Diakui Lukman, niat dan tindakan oknum itu akan mengeroyok salah seorang pihak kontraktor, dan karena tim pekerja lainnya melihat perilaku dan tindakan pria bernama Marlon Hasibuan tersebut.
“Mereka berlari dari kejauhan ke dalam gubuk melerai dan melarang Marlon Hasibuan melakukan perbuatan tidak terpuji dan perbuatan pidana tersebut.

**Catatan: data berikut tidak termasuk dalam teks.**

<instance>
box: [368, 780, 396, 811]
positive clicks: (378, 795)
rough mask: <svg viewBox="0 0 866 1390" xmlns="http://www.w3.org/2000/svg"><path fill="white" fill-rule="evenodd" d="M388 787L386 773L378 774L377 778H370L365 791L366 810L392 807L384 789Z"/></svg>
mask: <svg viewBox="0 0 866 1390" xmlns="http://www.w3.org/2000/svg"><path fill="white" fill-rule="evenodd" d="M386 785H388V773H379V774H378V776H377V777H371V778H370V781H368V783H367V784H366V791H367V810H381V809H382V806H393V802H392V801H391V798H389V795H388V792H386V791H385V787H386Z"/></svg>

Dan video yang beredar telah dipotong dan diedit seolah olah pihak kontraktor yang mengeroyoknya,” terang Lukman.
Menurutnya Marlon Hasibuan yang justru melakukan pengeroyokan dengan meloncat mau memukul pihak kontraktor.
“Ini terjadi akibat tidak dipenuhinya uang preman yang diminta beliau beberapa hari sebelumnya. Sehingga oknum tersebut sangat marah karena kontraktor terus mengerjakannya tanpa memberikan atau memenuhi permintaan uang yang diminta tersebut,” tuturnya.
Beberapa waktu lalu, warga Perumahan Rexvin meminta kebijaksanaan dari sejumlah pihak, baik itu aparat kepolisian, pemerintah, developer dan juga PT TBG.